*Featured photo by Joel Muniz on Unsplash.
It’s the last day of school in my area, and I was thinking about all of the activities the kids have done this year (remotely and in person). It got me thinking about the activities I had to complete throughout the various leadership programs in which I’ve participated. I noticed something about those moments: as soon as the programs ended and I went back to my work, I stopped those activities. The activities were fun and they taught me a lot, but I seemed to not have time (or made time) for them when the program was over. Has that ever happened to you?
Those activities were made to get my mind going, consider alternatives ways to lead, and challenge myself and others to get out of our comfort zone. However I, like many others, went back to my comfort zone (way of leading and communicating) soon after receiving the completion certificate. Well last year I tried something different, and I’m going to do the same thing this year. I went back to those activities that strengthened my way of leading and completed them all over again. It was fun, time-consuming, and beneficial. I discovered new ways of doing things, picked up new hobbies, and learned more about myself (like I’m too impatient to wait for bread to rise). This is my challenge to you leaders out in the world: do some activities to continually strengthen the way in which you lead. It doesn’t matter if you lead at home, at work, or in the community. We all need to keep developing our strategies in order to be better and do better. Here are some things that can be done over the summer, or over the course of a year:
Summer reading challenge: We all know that reading is fundamental, but when was the last time you challenged yourself to read regularly (and I don’t mean work related items)? Set a goal of the number of books you plan to read over the summer or year and commit to it. After reading, share that book with another person (or at least tell someone about the book). Even consider giving yourself a prize when you complete the list!

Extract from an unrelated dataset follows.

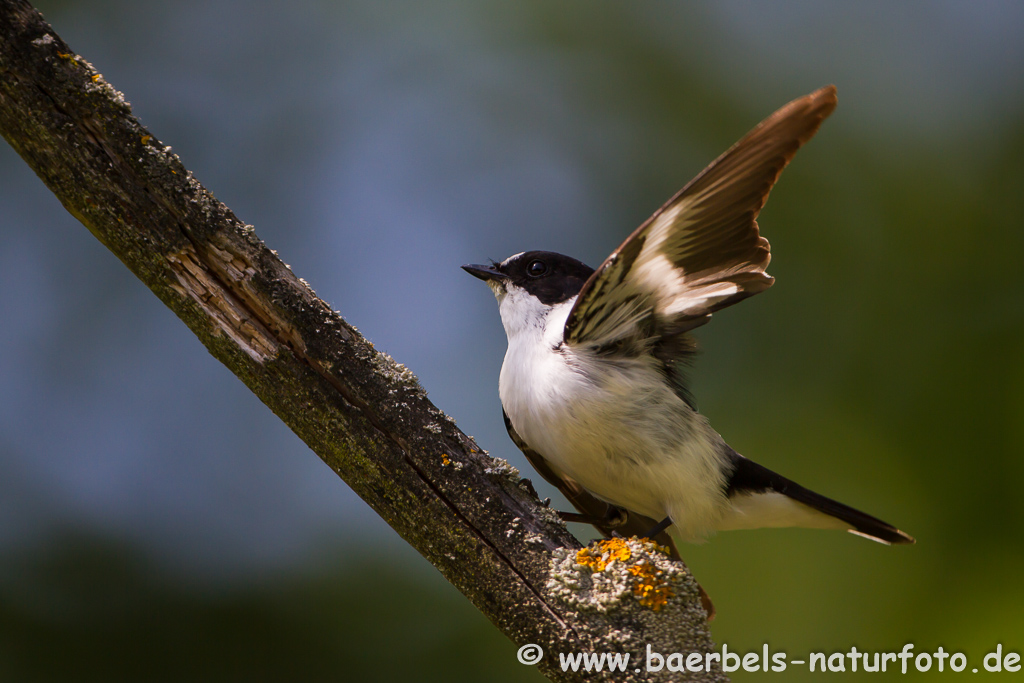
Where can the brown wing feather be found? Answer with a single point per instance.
(701, 251)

Fix something: I remember when I taught a first-year seminar course with a group of faculty members. Instead of simply reading books and articles related to a subject with a general project at the end, we started the semester discussing a world problem. By the end of the semester, the students had to solve the problem from their major of interest. Now, I don’t expect myself or anyone to solve a major world problem, but consider examining a problem in your community or at your place of work. Can you solve it? Try and find out.
Test out a new meeting method: As adults, we fall into the trap of running meetings the same way and never changing. Instead, research a new way to have effective and fun meetings, and test it out. See how others respond. *I apologize to my team for the things I’ll test out next year.
Join a new committee: This can be linked to the “solving a problem” scenario. There are many local and statewide committees that need new members. Learn about them and join one where you can tribute.
Pick up a hobby: Too often, our calendars get packed with so many responsibilities and we forget about ourselves. Make time for yourself by picking up a hobby. Go back to a hobby you once had, or try a new one and think of involving others.
Take a class: Whether it’s face to face, online, fee based, or free, it’s so important to keep learning. I remember a colleague auditing an Arabic language class. It was a challenge for him, but he enjoyed it. Learning opens us up to new adventures and concepts. Are there classes near you to take advantage of?
Volunteer: This is a no brainer. Many people choose to volunteer during the holidays, but consider choosing a time when organizations lack help. Also, make it continuous act.
Whatever you choose, be sure to have fun with it!